Clearly if you want the maximum possible security, allowing low assurance devices is presumably going to raise eyebrows. In our case we’re happy with this limitation.

May this post find someone else who one day searches for RC_ERROR_CPSEC_CERT_REJECTED ap-203h 

Where’s the data?

On my quest to learn this week I had the privilege to attend Peter Mackenzie’s Certified Wireless Analysis Professional class. When a colleague and I attended Peter’s CWNA class a couple of years ago he suggested that CWAP should the be next port of call after passing the CWNA exam. Initially I thought that was mainly because he wrote the book (and an excellent book it is too) but actually CWAP goes deeper into the protocol and builds an even better foundation for an understanding of how WiFi works.

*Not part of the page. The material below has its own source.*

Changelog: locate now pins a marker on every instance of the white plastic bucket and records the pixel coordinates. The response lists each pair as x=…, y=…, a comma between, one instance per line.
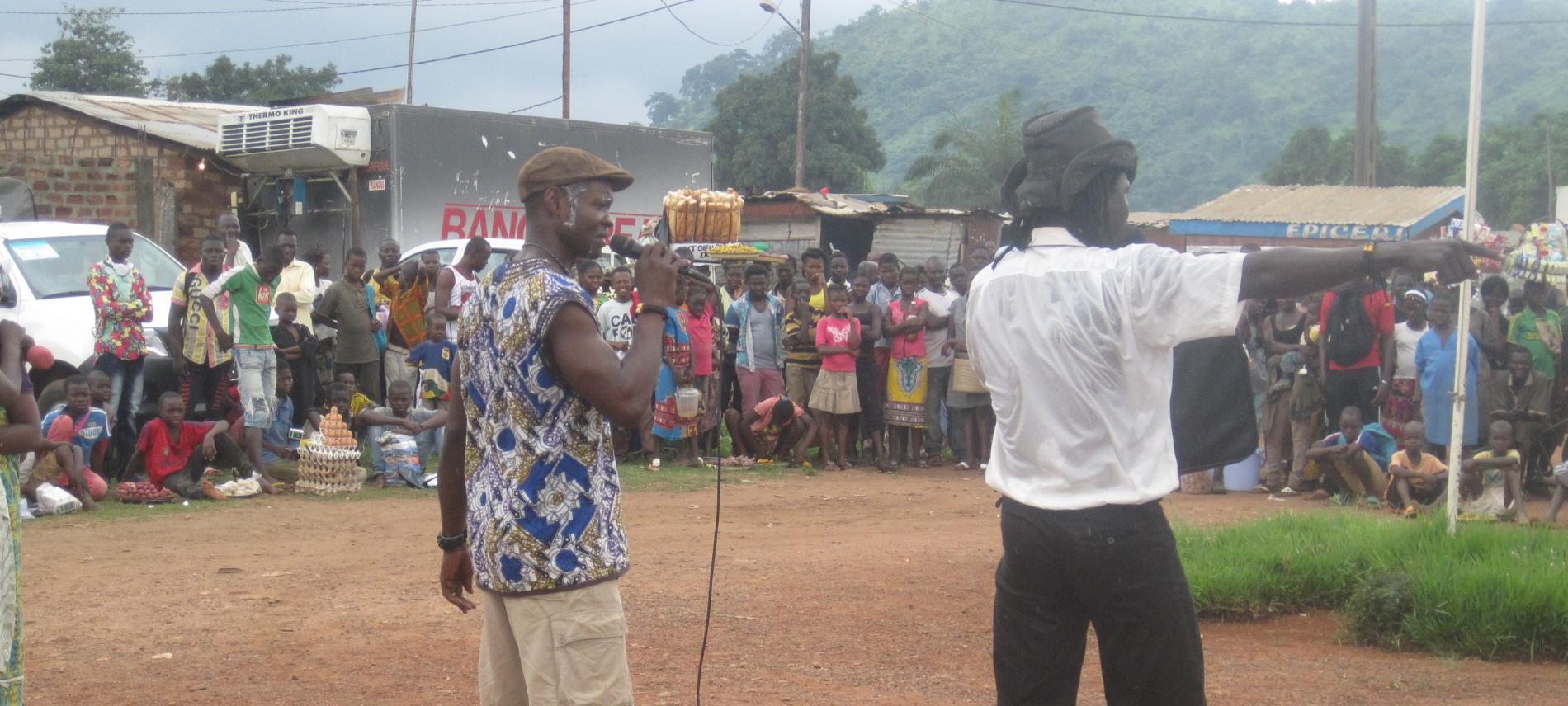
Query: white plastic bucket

Most people who’ve dabbled in networking are familiar with Wireshark. It’s a fantastic tool, and a great way of troubleshooting problems. With packet capture you can prove that client isn’t getting an IP address because it isn’t doing DHCP properly if at all, rather than it being a wider network issue…

Wired packet capture is usually easy. Mirror a port on a switch, put an actual honest to goodness old school hub in line (if you have one and can tolerate the lower bandwidth during capture), or if you have the resources get a fancy tap or dedicated capture device such as the Fluke Onetouch. Usually we have one of these methods available but for Wi-Fi it’s not quite so easy.

Mac users have these fantastic tools available, and there are good options for Linux users but for Windows folk life can be tough and expensive.

Wi-Fi drivers for Windows tend not to expose the necessary level of control to applications. So you’re left needing a wireless NIC with a specific chipset for which there’s a magic driver, or getting hold of an expensive dedicated capture NIC.

There is one option that I’ve played with in the form of Tarlogic’s Acrylic WiFi. This affordable software includes a ndis driver that interfaces with the Wi-Fi NIC and presents monitor mode data to applications. Analysis within Acrylic is fairly poor but it will save pcap files and it’s possible to use the Acrylic driver directly in Wireshark.

The problem is that many new drivers don’t interface with ndis in Windows as things used to so as a result there’s a shrinking number of available Wi-Fi NICs that still work.

Some time ago I bought an Asus AC53 USB NIC which is on the Acrylic supported list and it is possible to install the old windows8.1 drivers on windows 10. However this doesn’t support DFS channels, which is a problem because we use DFS channels.

Fear not though it is, just about, possible to make this work. The Netgear A6200 uses the same Broadcom chipset and supports DFS channels. Once installed I was able to select the netgear driver for the Asus device and sure enough it works.

Which is a long lead in to this little tidbit, a key take away from Peter’s course this week.

When looking at a wireless capture it’s important to remember you might not be seeing all the information. Physical headers are stripped off by the hardware of the Wi-Fi interface, so you can’t see those. Wi-Fi does certain things with physical headers only, such as Mu-Mimo channel sounding and aspects of this are therefore not visible to a protocol analyser.

It probably goes without saying that you can’t see encrypted data, but you can usually see that it’s been transmitted… Unless your wireless interface can’t decode it.

Let’s say, for example, your AP is using a 40MHz DFS channel and the capture setup you’re using can’t be configured to use 40MHz channels. In this scenario, because management and action frames are all transmitted on the primary 20MHz channel you can see these just fine, yet all the higher rate data frames that take advantage of the full 40MHz just disappear.

The result looks a bit like the picture here… A client sends RTS, the AP responds CTS and the next thing is a block acknowledgement but no data.

It’s sometimes possible to see the data transfer betrayed in the time between the packets but here, because the data rate is high and the traffic is light, it’s not particularly apparent.

I’m particularly looking forward to spending more time digging into protocol analysis and hopefully getting some better tools.